The World Cup sucks as much as Trump, and it sucks
Would you need that factor in your home?

That is the place the comically ugly trophy is available in. It’s so ugly that even The New York Occasions referred to as it ugly. You may go see for your self—or not, when you really feel like this factor may hang-out your desires. 

The trophy is a bunch of bizarre, elongated, witchy fingers reaching up from the bottom of the trophy to seize a globe, with Trump’s title showing beneath. Frankly, it seems loads like Infantino wished to convey to Trump that he owns the entire world. 

Infantino actually bowed when he offered it to Trump and in addition gave him a gold medal, after which let Trump give somewhat speech praising himself: “This is truly one of the great honors of my life.

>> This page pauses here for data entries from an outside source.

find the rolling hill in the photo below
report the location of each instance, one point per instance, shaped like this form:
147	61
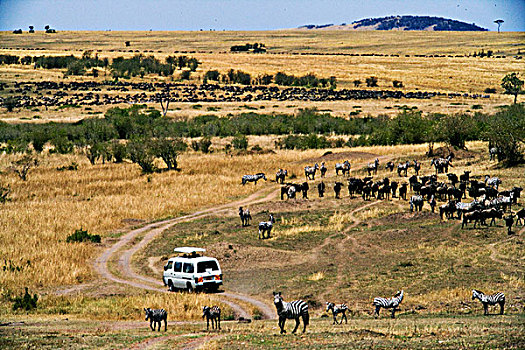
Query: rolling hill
401	23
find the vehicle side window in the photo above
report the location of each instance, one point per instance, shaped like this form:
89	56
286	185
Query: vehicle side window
205	265
188	268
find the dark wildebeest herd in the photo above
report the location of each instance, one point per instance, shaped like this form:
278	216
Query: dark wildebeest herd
92	93
488	201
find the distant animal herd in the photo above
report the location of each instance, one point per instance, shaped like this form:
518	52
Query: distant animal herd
488	203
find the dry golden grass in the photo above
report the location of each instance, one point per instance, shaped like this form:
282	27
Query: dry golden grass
447	74
180	306
51	205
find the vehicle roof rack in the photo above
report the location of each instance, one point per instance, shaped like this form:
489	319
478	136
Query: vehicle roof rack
189	250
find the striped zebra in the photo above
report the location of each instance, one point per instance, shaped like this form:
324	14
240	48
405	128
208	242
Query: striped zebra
245	216
417	167
214	314
493	153
253	178
336	310
342	167
416	202
157	316
403	167
309	171
492	181
486	300
323	169
292	310
266	226
372	167
386	303
280	176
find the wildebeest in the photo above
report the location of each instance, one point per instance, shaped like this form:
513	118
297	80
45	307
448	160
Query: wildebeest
343	167
253	178
372	167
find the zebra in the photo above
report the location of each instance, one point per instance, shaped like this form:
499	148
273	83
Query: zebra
323	169
280	176
417	167
343	167
403	167
292	310
416	202
321	187
156	316
386	303
493	153
266	226
492	181
486	300
336	310
372	167
441	164
520	215
245	216
253	178
214	314
310	171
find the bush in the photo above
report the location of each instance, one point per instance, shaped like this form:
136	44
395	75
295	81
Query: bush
141	153
25	302
371	81
81	235
240	142
205	144
397	84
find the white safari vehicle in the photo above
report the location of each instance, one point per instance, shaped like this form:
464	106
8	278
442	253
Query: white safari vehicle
192	271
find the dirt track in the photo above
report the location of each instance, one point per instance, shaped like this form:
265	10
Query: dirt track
124	249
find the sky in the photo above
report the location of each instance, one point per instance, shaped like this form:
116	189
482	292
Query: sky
244	14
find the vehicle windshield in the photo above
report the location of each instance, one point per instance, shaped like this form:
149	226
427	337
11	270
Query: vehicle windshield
205	265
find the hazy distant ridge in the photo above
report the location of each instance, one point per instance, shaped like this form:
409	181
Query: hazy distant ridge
402	23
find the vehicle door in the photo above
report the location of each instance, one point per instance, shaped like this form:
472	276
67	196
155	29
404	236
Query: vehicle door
168	271
178	282
188	272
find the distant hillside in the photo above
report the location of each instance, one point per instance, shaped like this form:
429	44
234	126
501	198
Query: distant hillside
401	23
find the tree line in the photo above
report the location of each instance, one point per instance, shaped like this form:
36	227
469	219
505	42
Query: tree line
138	65
239	77
114	137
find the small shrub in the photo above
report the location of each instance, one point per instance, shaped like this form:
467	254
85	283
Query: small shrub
73	166
25	302
371	81
397	84
240	142
81	235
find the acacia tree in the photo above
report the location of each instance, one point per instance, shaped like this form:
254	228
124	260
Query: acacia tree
499	22
22	166
168	150
512	85
506	131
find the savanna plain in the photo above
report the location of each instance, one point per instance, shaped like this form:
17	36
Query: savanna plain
322	249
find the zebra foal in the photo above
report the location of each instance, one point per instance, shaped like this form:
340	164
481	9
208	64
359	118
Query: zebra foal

Beyond awards, we saved millions and millions of lives. The fact that we could do that, so many different wars that were able to end in some cases right before they started, it was great to get them done. I want to thank my family, my great first lady Melania. Thank you very much. You are going to have an event the likes of which the world has never seen. The world is a safer place now, the United States a year ago was not doing too well and it’s the hottest place anywhere right now.”

Properly, if by “hottest,” you imply “most hellish,” then certain. 

Infantino mentioned that the award was “on behalf of football-loving people around the world,” which might be a shock to most football-loving folks all over the world and in addition a shock to the remainder of FIFA. The 37-member council wasn’t concerned in creating the award, the 211-member FIFA Congress didn’t vote to create the award, nor did they vote on who would win. 

Associated | Trump lastly will get his ‘peace prize’

And so far as the remainder of the world, football-loving and in any other case? Properly, Trump is presently bragging about bombing random boats within the Caribbean, being completely down with murdering shipwrecked survivors, ruthlessly attacking immigrants, and deporting folks to brutal prisons. 

Vice President JD Vance additionally made certain to inform folks from different nations who come to look at the Cup to ensure to get the f*ck out when issues have been carried out: “Of course everyone is welcome to come and see this wonderful event. We want them to come, we want them to celebrate, we want them to watch the games,” Vance mentioned. “But when the time is up we want them to go home, otherwise they will have to talk to [Homeland Security] Secretary [Kristi] Noem.”

Nothing says peace and football-loving like threatening to deport soccer followers, proper? FIFA and Infantino needs to be up in arms a few host nation behaving this fashion, however corrupt folks love corrupt folks, and Infantino and Trump are a match made in hell.